# L282 didn't do it, so now what?



## srrobinson2 (Sep 16, 2003)

One day in early August, I got rid of my trouble plagued 921 and replaced it with a 942. I was one of the original 921 owners, so I paid $1000 for mine and lived with the pain for about 18 months. Finally, enough was enough, and I moved up to the 942. I was very very happy for about two months, then L280 was released and life with the 942 suddenly mirrored life with my 921--it sucked!

L281 came along--no improvements of any kind. L282 finally arrived this week, and no improvements (for me at least).

My audio still drops out 7 or 8 times during a 1 hour show, and I still don't have all of my OTA guide information.

I do appreciate the new guys helping out due to Mark's busy work schedule, but I have to ask if this site is effective now? It seems that people complain and post problems, but there is never any real information, nor any visible progress of remediation by Dish. 

I've monitored this site for two years and posted regularly when I had issues or could help someone out, but it truly seems to be a waste of time these days.

Are there any alternatives?


----------



## MikeW (May 16, 2002)

www.satelliteguys.us is another forum for Dish users.

As to the frustration of Dish products in general, I plan on waiting until DirecTV develops their networked receivers. Once a home media type option is available, there will be 5 more dish network receivers on E-Bay.

www.directv.com


----------



## voripteth (Oct 25, 2005)

I've been in contact with a Dish engineer and we'll be working together to get the audio problem in L282 fixed. He was quite surprised that there was still a bug there. My guess is we found a separate but related bug.

I'm not ready to give up yet. Hang in there for a bit more.

P.S. The engineer contacted me based on my post on this site, not the other one.


----------



## JM Anthony (Nov 16, 2003)

The answer to your question is sit tight and wait. I travelled the same path you did and moved to a 942 about the same time for the same reasons. I'm much happier with the 942 and will be even more so with a few more fixes. What seems crazy to me is that my OTA reception seems worse with the 942. I live in Seattle, land of multipath, and am waiting for relief in that area.

John


----------



## asarhan (Jul 29, 2005)

I'm really surprised you guys are still seeing audio drop-outs. I have my 942 connected via optical out like you, and I haven't had problems with audio drop-outs with L282. What receivers are you guys connected? Perhaps it is a problem with particular receivers. Have you tried the analog out by any chance?


----------



## joebird (Sep 15, 2003)

I was MUCH happier with my 942 vs. my 921 (which I still have) at first. Lately, I've had a few 942 issues that are starting to get old:

1) first/single press of the rewind trick play button more often than not does not function correctly. The screen graphics would indicate that it's rewinding at the slowest speed, but the picture is in freeze-frame. This one has been around for a while, actually...I can't believe I'm the only one with this problem, and/or that they have not fixed it.

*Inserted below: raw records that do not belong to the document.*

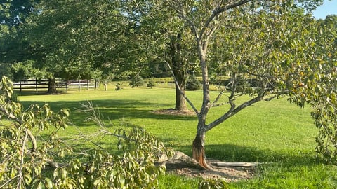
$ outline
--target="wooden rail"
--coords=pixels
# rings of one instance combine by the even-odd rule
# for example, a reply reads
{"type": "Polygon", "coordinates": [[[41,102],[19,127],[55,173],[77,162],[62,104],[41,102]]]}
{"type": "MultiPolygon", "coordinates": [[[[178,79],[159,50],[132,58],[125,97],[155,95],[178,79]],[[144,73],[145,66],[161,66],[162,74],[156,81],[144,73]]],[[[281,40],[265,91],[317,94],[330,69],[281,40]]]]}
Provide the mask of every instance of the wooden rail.
{"type": "MultiPolygon", "coordinates": [[[[77,88],[80,90],[81,88],[95,88],[98,87],[98,81],[95,80],[62,80],[55,79],[56,89],[65,89],[67,90],[71,88],[77,88]]],[[[13,80],[13,85],[14,90],[35,90],[48,89],[49,81],[48,79],[29,79],[29,80],[13,80]]]]}

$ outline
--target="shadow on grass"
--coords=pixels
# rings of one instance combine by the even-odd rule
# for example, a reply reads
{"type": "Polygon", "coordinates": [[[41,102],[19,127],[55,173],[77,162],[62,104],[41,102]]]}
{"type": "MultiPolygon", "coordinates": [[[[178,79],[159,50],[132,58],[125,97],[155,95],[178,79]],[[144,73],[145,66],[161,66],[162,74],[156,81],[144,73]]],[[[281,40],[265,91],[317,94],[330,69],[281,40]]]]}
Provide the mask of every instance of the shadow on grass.
{"type": "MultiPolygon", "coordinates": [[[[179,150],[192,155],[192,146],[180,146],[179,150]]],[[[206,144],[206,158],[223,162],[276,162],[291,165],[311,165],[322,162],[314,151],[296,149],[275,150],[232,144],[206,144]]]]}
{"type": "MultiPolygon", "coordinates": [[[[97,107],[100,113],[105,120],[121,120],[123,118],[152,118],[159,120],[193,120],[193,115],[175,115],[154,113],[152,111],[166,108],[170,104],[149,103],[138,100],[92,100],[90,101],[95,107],[97,107]],[[144,107],[144,108],[143,108],[144,107]]],[[[44,102],[22,102],[24,107],[28,107],[30,104],[44,104],[44,102]]],[[[78,109],[83,109],[81,104],[88,104],[86,101],[59,101],[48,102],[54,111],[58,111],[62,108],[70,110],[70,119],[77,125],[86,125],[85,119],[88,115],[85,113],[78,112],[78,109]]],[[[86,123],[89,124],[89,123],[86,123]]]]}

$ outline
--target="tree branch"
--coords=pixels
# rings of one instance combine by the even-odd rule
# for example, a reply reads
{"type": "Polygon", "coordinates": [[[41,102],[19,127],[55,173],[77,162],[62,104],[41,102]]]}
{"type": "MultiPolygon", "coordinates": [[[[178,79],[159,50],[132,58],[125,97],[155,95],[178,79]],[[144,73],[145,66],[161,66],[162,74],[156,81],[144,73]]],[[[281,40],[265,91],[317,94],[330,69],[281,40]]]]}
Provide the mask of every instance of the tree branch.
{"type": "Polygon", "coordinates": [[[218,119],[214,120],[213,122],[211,122],[210,124],[207,125],[205,127],[206,131],[209,131],[211,130],[212,128],[215,127],[218,125],[220,124],[227,118],[232,117],[232,115],[237,114],[239,111],[242,110],[243,108],[248,107],[259,101],[261,101],[263,98],[264,94],[260,94],[258,95],[258,97],[247,101],[246,102],[242,103],[240,106],[237,106],[237,108],[233,108],[232,106],[230,110],[225,114],[223,114],[221,117],[220,117],[218,119]]]}

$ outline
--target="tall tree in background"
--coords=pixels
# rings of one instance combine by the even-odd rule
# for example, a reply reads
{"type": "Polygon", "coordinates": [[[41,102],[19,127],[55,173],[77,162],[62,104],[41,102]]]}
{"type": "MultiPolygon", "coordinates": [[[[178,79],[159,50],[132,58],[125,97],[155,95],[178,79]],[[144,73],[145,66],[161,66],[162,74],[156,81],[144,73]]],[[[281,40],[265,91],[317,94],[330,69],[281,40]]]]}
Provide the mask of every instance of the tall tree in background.
{"type": "Polygon", "coordinates": [[[191,30],[183,22],[172,16],[161,1],[133,1],[126,4],[125,11],[137,20],[140,39],[139,51],[145,51],[145,61],[164,62],[175,78],[175,109],[186,111],[185,85],[188,71],[197,64],[197,50],[191,46],[191,30]]]}
{"type": "MultiPolygon", "coordinates": [[[[322,1],[300,1],[312,8],[322,1]]],[[[298,74],[310,57],[305,37],[312,18],[304,11],[295,11],[293,1],[164,1],[163,6],[174,10],[176,15],[190,28],[197,49],[202,73],[203,97],[198,116],[197,134],[193,141],[193,158],[206,169],[204,141],[206,132],[223,122],[241,110],[258,102],[288,94],[289,90],[300,87],[298,74]],[[226,25],[232,25],[225,27],[226,25]],[[222,62],[223,70],[230,76],[228,95],[223,91],[211,98],[209,92],[209,47],[214,43],[217,32],[224,34],[222,42],[227,58],[222,62]],[[231,38],[234,37],[233,38],[231,38]],[[243,86],[248,79],[256,78],[253,87],[243,86]],[[251,99],[237,101],[249,94],[251,99]],[[220,102],[226,96],[225,101],[220,102]],[[222,98],[223,97],[223,98],[222,98]],[[213,102],[212,102],[213,100],[213,102]],[[229,104],[218,119],[207,120],[211,108],[229,104]]],[[[220,39],[219,39],[220,40],[220,39]]]]}

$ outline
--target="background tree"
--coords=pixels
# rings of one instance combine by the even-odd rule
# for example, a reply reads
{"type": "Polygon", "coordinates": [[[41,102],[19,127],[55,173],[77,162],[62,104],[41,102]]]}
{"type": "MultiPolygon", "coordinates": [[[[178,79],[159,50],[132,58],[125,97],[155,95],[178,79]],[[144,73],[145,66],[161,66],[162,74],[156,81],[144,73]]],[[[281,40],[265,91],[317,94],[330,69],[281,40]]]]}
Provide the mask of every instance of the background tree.
{"type": "Polygon", "coordinates": [[[164,63],[166,70],[175,78],[175,109],[186,111],[185,85],[187,73],[197,64],[196,49],[190,43],[192,37],[189,27],[172,17],[172,10],[160,6],[156,1],[135,1],[125,7],[131,16],[137,20],[143,44],[143,53],[150,64],[164,63]],[[168,68],[165,66],[167,64],[168,68]]]}
{"type": "Polygon", "coordinates": [[[84,104],[81,111],[87,116],[84,121],[93,121],[98,126],[94,137],[117,137],[120,153],[111,154],[98,145],[91,148],[90,152],[72,148],[69,144],[74,144],[72,139],[77,139],[78,142],[73,146],[95,141],[93,135],[74,136],[70,137],[71,142],[58,137],[58,132],[69,124],[67,109],[55,113],[48,104],[32,104],[24,109],[20,102],[13,100],[13,94],[11,81],[3,77],[0,80],[0,121],[4,119],[6,122],[0,125],[0,188],[158,187],[157,178],[164,174],[165,167],[154,163],[162,154],[171,156],[172,150],[144,130],[131,127],[131,130],[116,128],[111,132],[93,105],[84,104]],[[55,129],[45,137],[51,127],[55,129]]]}
{"type": "MultiPolygon", "coordinates": [[[[139,48],[132,43],[138,41],[136,24],[122,13],[121,1],[39,1],[34,7],[38,11],[20,26],[19,45],[11,42],[17,51],[25,47],[20,51],[27,55],[19,54],[21,59],[7,57],[13,64],[34,62],[39,77],[50,78],[49,83],[55,77],[128,78],[144,64],[138,64],[136,53],[132,52],[139,48]]],[[[48,92],[55,90],[50,85],[48,92]]]]}
{"type": "MultiPolygon", "coordinates": [[[[296,10],[298,10],[297,3],[293,1],[164,1],[163,6],[176,11],[176,15],[172,17],[178,17],[190,27],[198,51],[203,97],[199,111],[192,105],[198,116],[192,154],[204,167],[211,169],[205,160],[204,139],[207,131],[254,103],[289,94],[289,87],[298,87],[297,78],[289,76],[298,74],[298,67],[310,58],[305,49],[310,39],[305,38],[305,35],[310,31],[312,19],[305,16],[303,11],[296,10]],[[233,29],[222,27],[227,23],[233,24],[233,29]],[[212,102],[209,73],[211,54],[209,53],[209,47],[216,41],[214,37],[219,31],[235,37],[234,40],[225,38],[223,42],[227,48],[226,52],[229,56],[221,63],[223,70],[230,76],[230,92],[225,95],[227,100],[224,102],[220,102],[223,91],[213,98],[212,102]],[[247,79],[251,78],[257,79],[256,86],[240,88],[247,79]],[[243,103],[237,101],[244,94],[249,94],[251,99],[243,103]],[[220,118],[206,121],[211,108],[225,104],[229,106],[220,118]]],[[[322,1],[301,1],[301,3],[306,7],[313,7],[322,1]]]]}

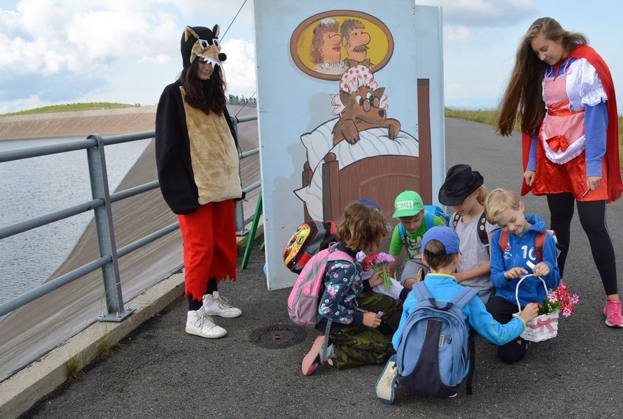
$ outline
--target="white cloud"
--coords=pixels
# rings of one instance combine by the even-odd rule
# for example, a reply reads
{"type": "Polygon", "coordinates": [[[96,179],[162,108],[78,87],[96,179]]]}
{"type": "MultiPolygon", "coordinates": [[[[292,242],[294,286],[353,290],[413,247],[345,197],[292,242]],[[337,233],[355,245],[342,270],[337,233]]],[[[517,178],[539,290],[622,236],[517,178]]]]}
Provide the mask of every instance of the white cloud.
{"type": "Polygon", "coordinates": [[[467,43],[476,36],[471,28],[464,26],[446,27],[444,28],[444,41],[452,43],[467,43]]]}
{"type": "Polygon", "coordinates": [[[227,55],[223,70],[230,85],[229,93],[250,97],[256,90],[253,44],[242,39],[232,38],[223,43],[221,48],[227,55]]]}

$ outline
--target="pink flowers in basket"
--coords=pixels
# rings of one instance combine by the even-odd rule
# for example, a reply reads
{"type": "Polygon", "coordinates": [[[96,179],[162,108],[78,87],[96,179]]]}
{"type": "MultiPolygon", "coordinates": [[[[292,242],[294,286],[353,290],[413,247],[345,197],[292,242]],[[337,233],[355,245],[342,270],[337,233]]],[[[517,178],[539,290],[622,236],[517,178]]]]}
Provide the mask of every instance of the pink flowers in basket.
{"type": "Polygon", "coordinates": [[[539,304],[539,314],[548,314],[559,310],[564,317],[573,314],[573,306],[580,301],[578,294],[571,295],[562,281],[553,291],[550,291],[543,302],[539,304]]]}
{"type": "Polygon", "coordinates": [[[361,265],[363,267],[363,272],[368,272],[370,269],[373,269],[375,272],[383,271],[381,272],[381,278],[383,279],[383,284],[386,291],[391,288],[391,281],[384,270],[387,267],[388,263],[391,263],[395,260],[393,256],[386,253],[373,253],[363,258],[361,265]]]}

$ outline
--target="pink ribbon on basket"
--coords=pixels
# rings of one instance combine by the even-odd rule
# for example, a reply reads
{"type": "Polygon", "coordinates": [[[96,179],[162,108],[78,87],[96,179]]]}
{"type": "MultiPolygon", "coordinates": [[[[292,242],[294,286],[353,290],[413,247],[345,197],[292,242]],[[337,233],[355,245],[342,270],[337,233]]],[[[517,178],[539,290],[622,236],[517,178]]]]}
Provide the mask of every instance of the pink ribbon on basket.
{"type": "Polygon", "coordinates": [[[536,325],[527,324],[526,326],[530,328],[530,329],[536,330],[540,329],[539,332],[543,332],[543,328],[547,328],[547,330],[550,333],[554,332],[554,326],[552,325],[553,323],[558,323],[558,319],[556,318],[550,317],[546,320],[543,320],[542,318],[539,318],[536,321],[536,325]]]}

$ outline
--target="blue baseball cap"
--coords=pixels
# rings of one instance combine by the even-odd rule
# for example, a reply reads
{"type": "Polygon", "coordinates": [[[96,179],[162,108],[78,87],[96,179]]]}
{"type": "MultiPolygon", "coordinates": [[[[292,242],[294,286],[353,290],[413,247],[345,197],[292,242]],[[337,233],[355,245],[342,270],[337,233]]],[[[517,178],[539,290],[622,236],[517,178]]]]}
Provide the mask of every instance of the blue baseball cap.
{"type": "MultiPolygon", "coordinates": [[[[441,242],[446,249],[445,254],[451,255],[459,252],[458,235],[453,230],[445,226],[437,226],[428,229],[422,237],[422,250],[426,249],[426,244],[430,240],[441,242]]],[[[444,253],[442,253],[444,254],[444,253]]]]}
{"type": "Polygon", "coordinates": [[[368,207],[372,207],[379,212],[382,212],[381,206],[379,205],[376,202],[372,200],[371,199],[368,199],[366,198],[362,198],[361,199],[358,199],[357,202],[360,204],[363,204],[364,205],[368,205],[368,207]]]}

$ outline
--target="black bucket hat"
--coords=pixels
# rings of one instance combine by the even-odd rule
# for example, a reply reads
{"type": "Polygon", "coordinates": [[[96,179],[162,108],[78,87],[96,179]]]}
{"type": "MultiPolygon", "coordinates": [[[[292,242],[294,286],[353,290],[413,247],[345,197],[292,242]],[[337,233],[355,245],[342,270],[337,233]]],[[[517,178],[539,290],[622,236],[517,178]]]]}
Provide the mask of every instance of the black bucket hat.
{"type": "Polygon", "coordinates": [[[446,182],[439,190],[439,202],[456,207],[484,183],[482,175],[468,164],[457,164],[448,170],[446,182]]]}

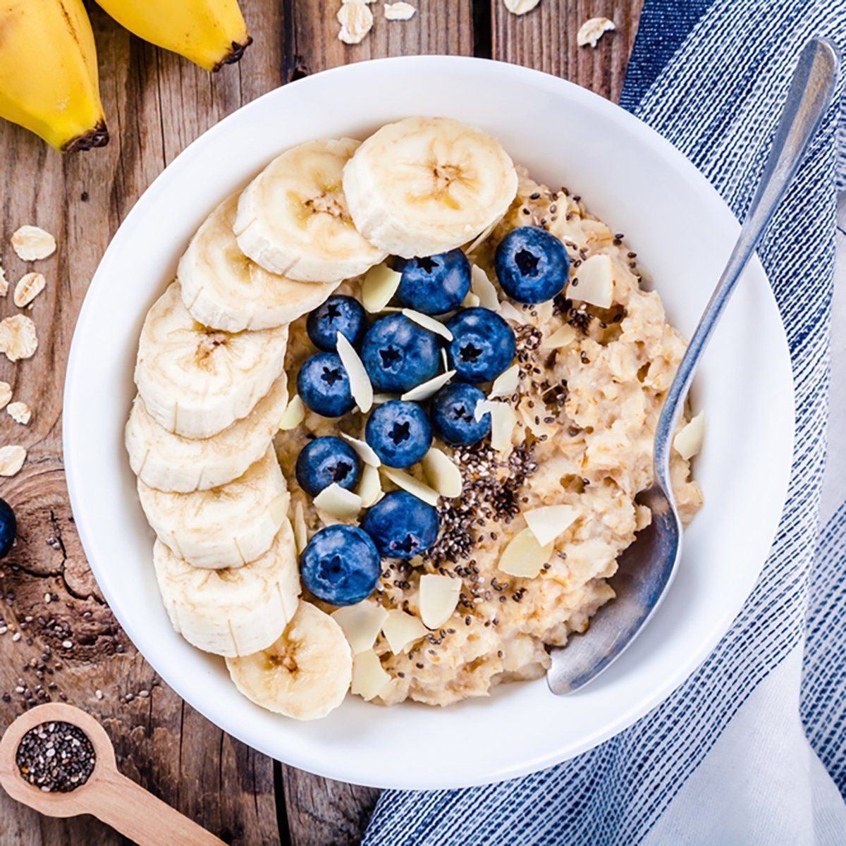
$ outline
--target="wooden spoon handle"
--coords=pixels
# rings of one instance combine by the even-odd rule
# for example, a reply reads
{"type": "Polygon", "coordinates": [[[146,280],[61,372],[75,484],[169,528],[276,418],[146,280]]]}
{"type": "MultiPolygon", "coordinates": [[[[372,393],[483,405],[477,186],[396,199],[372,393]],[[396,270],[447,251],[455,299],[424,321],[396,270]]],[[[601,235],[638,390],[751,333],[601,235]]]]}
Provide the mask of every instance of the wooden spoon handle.
{"type": "Polygon", "coordinates": [[[88,813],[139,846],[224,846],[222,840],[119,772],[103,778],[85,805],[88,813]]]}

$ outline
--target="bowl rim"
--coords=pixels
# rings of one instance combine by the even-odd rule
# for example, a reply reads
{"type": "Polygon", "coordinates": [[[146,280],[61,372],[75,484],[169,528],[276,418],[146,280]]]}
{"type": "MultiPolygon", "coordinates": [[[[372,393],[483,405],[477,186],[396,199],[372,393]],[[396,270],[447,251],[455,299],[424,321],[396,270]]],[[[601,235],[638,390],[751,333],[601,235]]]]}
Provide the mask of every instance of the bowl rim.
{"type": "MultiPolygon", "coordinates": [[[[89,562],[89,565],[95,575],[95,578],[97,578],[98,574],[101,572],[101,565],[97,563],[97,542],[95,540],[95,533],[89,530],[91,522],[88,517],[86,500],[82,493],[82,486],[84,484],[83,480],[85,479],[85,469],[78,465],[77,458],[74,455],[74,451],[69,448],[74,439],[77,437],[78,431],[82,426],[84,426],[85,420],[85,413],[80,412],[76,409],[74,401],[76,384],[78,380],[80,378],[80,358],[82,355],[80,349],[83,343],[80,338],[85,334],[85,329],[89,326],[91,315],[95,308],[92,304],[97,298],[98,292],[104,288],[104,286],[108,284],[107,273],[103,268],[107,266],[111,255],[117,250],[114,244],[115,242],[118,240],[120,230],[127,227],[128,223],[133,222],[136,217],[141,216],[145,211],[159,198],[162,192],[167,190],[167,184],[171,179],[173,172],[188,165],[192,158],[197,154],[198,150],[207,142],[209,137],[213,137],[217,134],[225,132],[230,124],[243,120],[244,113],[249,113],[250,110],[257,109],[259,107],[258,104],[267,99],[277,96],[280,91],[289,89],[292,85],[299,86],[301,88],[315,86],[316,89],[324,85],[325,80],[329,78],[334,78],[341,75],[354,76],[357,74],[366,74],[372,73],[374,68],[376,69],[382,69],[384,72],[387,72],[387,69],[396,67],[398,65],[412,68],[414,68],[414,66],[418,66],[415,69],[420,74],[425,74],[426,69],[432,66],[439,66],[439,69],[442,69],[443,66],[452,65],[456,73],[460,73],[465,68],[486,65],[488,66],[490,74],[493,75],[497,74],[505,74],[514,79],[523,78],[527,84],[535,87],[541,87],[545,90],[552,91],[553,93],[560,91],[565,91],[569,97],[577,101],[580,100],[582,104],[585,105],[587,107],[604,113],[604,118],[615,122],[618,125],[622,127],[626,133],[634,135],[641,143],[660,151],[665,157],[674,162],[680,170],[684,171],[688,179],[695,181],[698,187],[701,190],[706,191],[711,195],[711,203],[716,201],[720,206],[722,206],[722,215],[728,216],[728,217],[726,217],[727,222],[728,218],[730,218],[733,221],[733,226],[736,227],[738,231],[739,230],[739,224],[737,222],[736,218],[734,218],[724,201],[719,196],[716,189],[714,189],[711,183],[708,182],[707,179],[695,168],[689,159],[688,159],[687,157],[674,147],[668,140],[662,137],[646,124],[643,123],[640,119],[629,112],[626,112],[616,103],[613,103],[601,96],[586,89],[581,88],[569,80],[563,80],[559,77],[553,76],[542,71],[511,64],[509,63],[472,57],[444,55],[393,57],[370,59],[324,70],[311,76],[305,77],[301,80],[295,80],[294,82],[281,85],[261,95],[250,102],[240,107],[235,112],[218,121],[213,126],[210,127],[207,130],[202,133],[198,138],[189,144],[188,146],[186,146],[185,149],[183,150],[162,171],[162,173],[156,177],[155,179],[153,179],[150,185],[138,198],[135,204],[129,210],[124,219],[121,222],[121,224],[116,231],[114,236],[113,236],[112,240],[110,241],[98,264],[97,269],[91,278],[91,284],[89,285],[89,288],[86,291],[82,306],[80,308],[71,342],[64,382],[64,402],[62,416],[63,452],[65,463],[66,481],[72,512],[75,517],[76,528],[80,535],[83,550],[85,552],[86,559],[89,562]]],[[[493,81],[494,80],[492,80],[492,84],[493,81]]],[[[761,266],[757,255],[753,257],[751,265],[755,267],[756,272],[760,273],[764,279],[766,279],[766,274],[764,272],[763,267],[761,266]]],[[[774,304],[775,297],[772,293],[772,287],[769,285],[767,285],[767,296],[772,299],[774,304]]],[[[786,358],[788,366],[789,367],[789,352],[783,325],[780,325],[779,330],[779,345],[783,348],[782,351],[783,353],[783,356],[786,358]]],[[[792,378],[789,380],[788,399],[790,407],[794,408],[794,386],[792,378]]],[[[771,524],[772,530],[768,531],[768,536],[771,538],[771,545],[772,539],[776,534],[778,521],[781,519],[781,514],[783,510],[783,503],[788,492],[789,471],[792,464],[793,448],[795,436],[795,421],[792,415],[788,421],[786,420],[783,422],[783,426],[786,429],[782,432],[782,437],[783,439],[785,439],[786,442],[789,442],[789,449],[787,449],[785,447],[784,456],[779,457],[783,465],[782,468],[783,471],[781,473],[781,483],[778,486],[778,500],[782,504],[778,509],[777,514],[773,514],[768,515],[771,518],[769,523],[771,524]]],[[[752,588],[757,581],[761,570],[763,568],[766,558],[766,556],[765,555],[757,567],[754,569],[754,572],[748,574],[748,578],[744,580],[744,590],[742,591],[743,600],[739,603],[734,602],[728,605],[727,607],[722,609],[722,613],[721,614],[715,616],[711,621],[711,625],[709,630],[707,630],[707,632],[702,632],[699,640],[699,647],[690,653],[687,662],[672,668],[672,670],[667,673],[662,684],[657,685],[654,689],[648,692],[648,694],[645,694],[637,701],[621,707],[617,714],[616,719],[610,721],[603,727],[597,728],[592,733],[585,734],[581,742],[571,743],[567,749],[566,754],[563,754],[560,749],[556,748],[553,745],[551,750],[547,750],[544,754],[537,755],[529,760],[526,760],[525,758],[521,759],[519,763],[509,767],[503,768],[501,771],[495,773],[477,773],[475,777],[464,777],[459,783],[450,783],[448,784],[442,781],[435,781],[434,779],[428,779],[423,783],[420,778],[415,777],[411,774],[411,768],[409,768],[409,772],[400,774],[395,773],[389,780],[386,780],[381,776],[374,777],[371,775],[357,775],[357,772],[354,767],[351,768],[349,764],[336,763],[334,761],[316,761],[312,758],[310,758],[308,755],[300,756],[296,754],[286,754],[285,762],[290,766],[297,766],[326,777],[344,781],[349,783],[363,784],[386,788],[397,788],[404,789],[430,789],[440,788],[443,787],[457,788],[471,786],[474,784],[489,783],[492,781],[499,781],[520,775],[525,775],[527,773],[534,772],[545,767],[551,766],[554,764],[560,763],[563,761],[569,760],[598,745],[603,741],[628,728],[638,719],[645,716],[648,711],[666,700],[696,671],[707,656],[712,651],[718,640],[728,630],[733,620],[742,608],[746,599],[748,599],[752,588]]],[[[752,569],[750,568],[750,570],[751,569],[752,569]]],[[[140,642],[145,642],[148,639],[143,635],[143,633],[136,629],[132,621],[123,613],[123,603],[121,602],[119,592],[113,591],[111,587],[107,588],[98,578],[97,582],[100,585],[100,589],[103,592],[103,596],[105,596],[110,607],[113,609],[115,617],[119,622],[124,631],[130,638],[130,640],[132,640],[134,644],[135,644],[136,648],[138,648],[145,660],[151,664],[154,670],[181,698],[187,701],[195,710],[202,714],[210,722],[221,728],[222,730],[226,731],[250,747],[262,752],[265,755],[267,755],[272,758],[279,757],[279,750],[278,749],[274,748],[274,744],[272,743],[267,741],[266,739],[261,735],[250,733],[248,727],[237,724],[235,723],[235,721],[230,720],[229,722],[226,724],[226,728],[224,728],[224,723],[222,723],[217,717],[212,716],[214,711],[213,703],[208,700],[208,697],[206,697],[204,700],[203,697],[196,695],[196,692],[195,690],[186,689],[186,685],[181,682],[179,678],[174,676],[173,673],[162,673],[160,668],[162,661],[160,660],[159,653],[161,651],[157,651],[156,649],[145,649],[142,651],[140,647],[138,646],[140,642]]]]}

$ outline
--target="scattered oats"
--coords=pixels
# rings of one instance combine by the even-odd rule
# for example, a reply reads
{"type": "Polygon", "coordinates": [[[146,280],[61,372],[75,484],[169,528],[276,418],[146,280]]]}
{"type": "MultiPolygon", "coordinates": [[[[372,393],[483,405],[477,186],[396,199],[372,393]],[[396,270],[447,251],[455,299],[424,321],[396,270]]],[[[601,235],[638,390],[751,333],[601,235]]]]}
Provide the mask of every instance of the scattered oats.
{"type": "Polygon", "coordinates": [[[530,12],[541,0],[505,0],[505,8],[514,14],[530,12]]]}
{"type": "Polygon", "coordinates": [[[358,44],[373,26],[373,13],[360,0],[344,3],[338,10],[338,21],[341,25],[338,37],[344,44],[358,44]]]}
{"type": "Polygon", "coordinates": [[[25,273],[14,286],[14,295],[12,298],[14,305],[19,309],[29,305],[44,290],[47,282],[42,273],[25,273]]]}
{"type": "Polygon", "coordinates": [[[39,226],[22,226],[12,236],[12,247],[18,258],[36,261],[56,252],[56,239],[39,226]]]}
{"type": "Polygon", "coordinates": [[[24,466],[26,450],[18,444],[0,447],[0,475],[14,475],[24,466]]]}
{"type": "Polygon", "coordinates": [[[38,349],[36,324],[25,315],[13,315],[0,321],[0,353],[9,361],[29,359],[38,349]]]}
{"type": "Polygon", "coordinates": [[[387,20],[410,20],[416,11],[409,3],[385,3],[385,18],[387,20]]]}
{"type": "Polygon", "coordinates": [[[26,403],[10,403],[6,410],[15,423],[20,423],[22,426],[26,426],[32,419],[32,410],[26,403]]]}
{"type": "Polygon", "coordinates": [[[614,22],[607,18],[591,18],[590,20],[585,20],[579,27],[579,32],[576,34],[576,44],[580,47],[587,44],[595,47],[603,33],[616,29],[614,22]]]}

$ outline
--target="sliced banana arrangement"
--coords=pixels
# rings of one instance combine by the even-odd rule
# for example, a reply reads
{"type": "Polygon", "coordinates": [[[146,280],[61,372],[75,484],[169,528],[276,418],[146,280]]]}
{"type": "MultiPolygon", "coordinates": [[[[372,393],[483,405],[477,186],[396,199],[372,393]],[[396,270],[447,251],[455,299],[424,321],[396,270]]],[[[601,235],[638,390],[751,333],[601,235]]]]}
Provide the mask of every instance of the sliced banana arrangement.
{"type": "MultiPolygon", "coordinates": [[[[609,598],[565,547],[590,523],[580,491],[613,486],[588,478],[593,436],[564,405],[625,315],[632,332],[637,304],[609,298],[639,288],[623,236],[585,235],[574,264],[602,263],[607,296],[579,294],[553,224],[612,230],[578,200],[518,180],[481,129],[406,118],[283,151],[191,239],[141,329],[124,442],[174,630],[255,705],[310,720],[348,692],[485,695],[536,678],[553,642],[520,615],[586,596],[551,623],[560,643],[609,598]]],[[[642,362],[617,353],[640,408],[642,362]]]]}

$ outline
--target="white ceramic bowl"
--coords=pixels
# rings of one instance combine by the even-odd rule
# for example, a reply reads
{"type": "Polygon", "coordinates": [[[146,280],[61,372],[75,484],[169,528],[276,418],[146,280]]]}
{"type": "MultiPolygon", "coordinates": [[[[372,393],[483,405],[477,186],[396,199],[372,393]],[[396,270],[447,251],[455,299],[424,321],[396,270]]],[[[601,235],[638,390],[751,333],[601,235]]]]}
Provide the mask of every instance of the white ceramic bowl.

2) stuck picture when using trick play features. Maybe I'm just hitting the buttons too fast, but fairly often I will have a frozen picture, even though the audio continues to function correctly. If I change channels, I get a few frames to move, then the video freezes again while the audio continues. A power-button reset is the only thing I can do to recover.

3) Audio/video out of sync still. Mostly on Voom channels, but I've had it happen on OTA channels as well.

4) lately there is a LOT of pixelization, often on the right end/side of the video lines. It's like the MPEG2 decoder has constant problems, and the recovery mechanism is not pretty. 

5) Just last night, I was fast-forwarding through a pre-recorded SD show off of my local Fox Sports channel. Normally there is some sense of smooth video when fast forwarding. All I saw was an incoherent jumble of macroblocks, no matter what speed I chose to fast forward with. Did they cut down on the number of I-frames, or what? The video did sync back up when I went back to Play vs. FF.


----------



## lakebum431 (Jun 30, 2005)

Joe -
Are all of these problems still present after the 282 download?


----------



## jsanders (Jan 21, 2004)

Alternatives srrobinson2?

The problems you mention are very extreme sounding. I got my 921 about 3 days before you, and sold it 6 months ago w/o looking back. For the most part, I've been happier with the 942. The only thing I can't do with it, that the 921 could do is change the channel in the guide preview window. Not a big deal.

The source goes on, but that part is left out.